Mark Zuckerberg has weighed in on the debate over which jobs AI could replace, after Bill Gates suggested that only a small number of professions are truly protected.
Two of tech’s biggest names appear to have very different expectations for how artificial intelligence will shape the future of work.
Gates has recently shared his views on the roles he believes will remain secure as AI continues to advance.
According to the Microsoft co-founder, coders, energy specialists, biologists, and athletes are among the few workers whose positions are unlikely to be taken over.
That leaves a lot of other industries looking far less certain.
Meta CEO Zuckerberg, however, is not convinced that AI is set to trigger a huge wave of job losses, even as his company continues to pour money into AI infrastructure and reorganize teams around the technology.

Since May, Meta has been reducing parts of its workforce as part of a wider push for efficiency, while also ramping up spending on artificial intelligence projects. The company cut about 8,000 jobs in 2026 as part of that effort and has also said it is prioritizing AI development across the business.
One of the company’s biggest priorities has been Meta AI.
Despite those layoffs, Zuckerberg said during a live June 26 interview with Idea Generation that fears of widespread unemployment caused by AI are overblown.
In his view, the technology could actually help expand what people are able to do rather than simply replace them.
He rejected the idea that mass displacement is unavoidable, saying: “I think that people assume that that’s inevitability. I don’t actually think it is.”
His argument centers on what he calls ‘personal super intelligence’ — AI tools designed to support people in their work instead of taking over the entire task.

Expanding on that point, Zuckerberg said: “If you have a balance where some companies are focused on making it so that companies can work more efficiently, but others are focused on more of this personal super intelligence vision where you’re like empowering individuals and making people more productive at each step along the way, then I think it’s probably going to be pretty good,” he said.
Zuckerberg has been publicly leaning into that vision for some time.

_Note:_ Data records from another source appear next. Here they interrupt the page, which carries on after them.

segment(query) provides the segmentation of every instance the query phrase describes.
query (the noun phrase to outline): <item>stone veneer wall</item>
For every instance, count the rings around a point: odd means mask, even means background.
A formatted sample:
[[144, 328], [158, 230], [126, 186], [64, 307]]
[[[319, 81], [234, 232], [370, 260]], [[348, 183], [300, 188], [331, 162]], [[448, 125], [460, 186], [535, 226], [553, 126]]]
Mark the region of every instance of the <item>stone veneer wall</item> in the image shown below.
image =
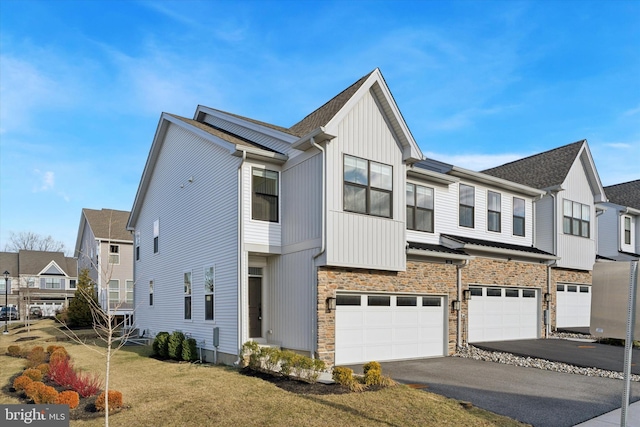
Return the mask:
[[[446, 295], [456, 299], [456, 266], [407, 261], [401, 272], [353, 268], [320, 267], [318, 269], [318, 357], [332, 366], [335, 360], [335, 311], [327, 313], [326, 299], [336, 291], [389, 292]], [[445, 307], [447, 309], [447, 307]], [[456, 347], [456, 313], [449, 311], [449, 354]]]
[[[474, 258], [469, 266], [462, 269], [462, 288], [469, 285], [513, 286], [517, 288], [536, 288], [540, 295], [540, 336], [544, 337], [544, 302], [542, 295], [547, 290], [547, 266], [539, 263], [508, 261], [506, 259]], [[463, 313], [468, 316], [468, 303], [462, 304]], [[465, 328], [468, 331], [468, 328]], [[466, 342], [466, 337], [464, 338]]]
[[[556, 301], [557, 301], [557, 285], [558, 283], [572, 283], [579, 285], [589, 285], [592, 283], [591, 271], [585, 270], [568, 270], [564, 268], [551, 269], [551, 329], [556, 329]], [[593, 294], [592, 294], [593, 295]]]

In July 2025, he outlined Meta’s “personal superintelligence” approach in a company statement, arguing that AI should be aimed at empowering individuals rather than centrally automating every valuable job.

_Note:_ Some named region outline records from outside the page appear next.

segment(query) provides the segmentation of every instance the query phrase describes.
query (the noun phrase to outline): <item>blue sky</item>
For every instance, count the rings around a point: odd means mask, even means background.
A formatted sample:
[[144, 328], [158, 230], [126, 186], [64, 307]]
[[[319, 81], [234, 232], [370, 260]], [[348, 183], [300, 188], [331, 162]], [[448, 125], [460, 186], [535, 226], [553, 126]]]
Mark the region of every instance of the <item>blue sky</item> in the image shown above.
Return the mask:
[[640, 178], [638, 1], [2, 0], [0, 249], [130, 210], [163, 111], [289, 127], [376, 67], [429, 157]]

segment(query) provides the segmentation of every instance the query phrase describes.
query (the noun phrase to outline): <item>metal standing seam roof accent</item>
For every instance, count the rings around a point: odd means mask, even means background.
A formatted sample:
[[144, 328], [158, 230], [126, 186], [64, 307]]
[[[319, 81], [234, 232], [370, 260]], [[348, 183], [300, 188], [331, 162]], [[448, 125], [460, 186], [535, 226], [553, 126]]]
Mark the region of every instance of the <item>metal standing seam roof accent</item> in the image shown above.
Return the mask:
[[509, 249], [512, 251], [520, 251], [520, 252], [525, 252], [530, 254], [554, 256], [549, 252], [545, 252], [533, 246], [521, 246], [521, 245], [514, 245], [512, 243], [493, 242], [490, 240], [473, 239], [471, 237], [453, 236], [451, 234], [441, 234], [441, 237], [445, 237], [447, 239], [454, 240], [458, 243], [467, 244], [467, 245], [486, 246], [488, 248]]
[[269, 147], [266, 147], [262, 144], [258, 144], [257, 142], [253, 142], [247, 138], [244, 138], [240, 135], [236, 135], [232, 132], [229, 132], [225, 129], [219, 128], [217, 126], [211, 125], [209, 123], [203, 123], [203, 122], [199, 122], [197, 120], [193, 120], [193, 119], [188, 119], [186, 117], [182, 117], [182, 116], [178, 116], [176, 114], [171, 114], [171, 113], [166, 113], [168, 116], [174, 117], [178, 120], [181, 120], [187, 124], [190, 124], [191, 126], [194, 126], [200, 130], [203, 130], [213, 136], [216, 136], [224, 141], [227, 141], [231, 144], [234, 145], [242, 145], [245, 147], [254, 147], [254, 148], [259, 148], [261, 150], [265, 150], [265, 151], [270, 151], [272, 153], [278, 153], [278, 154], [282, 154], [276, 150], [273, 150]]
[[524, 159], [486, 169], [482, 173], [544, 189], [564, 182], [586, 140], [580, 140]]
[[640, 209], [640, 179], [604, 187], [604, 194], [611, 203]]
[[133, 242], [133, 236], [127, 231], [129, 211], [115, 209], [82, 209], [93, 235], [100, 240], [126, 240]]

So who has the better read on the future — Zuckerberg or Gates?
At this stage, there is no clear answer, though Gates has made a few tech predictions in the past that did not quite play out.
He once said spam email would largely disappear within a couple of years, yet inbox junk folders are still overflowing.
He also predicted that traditional passwords would fade away completely, replaced by biometric systems.
Another forecast saw him backing digital tablets as the dominant form of computing, which never fully happened.
For now, the real impact of AI on jobs remains something the world will have to watch unfold.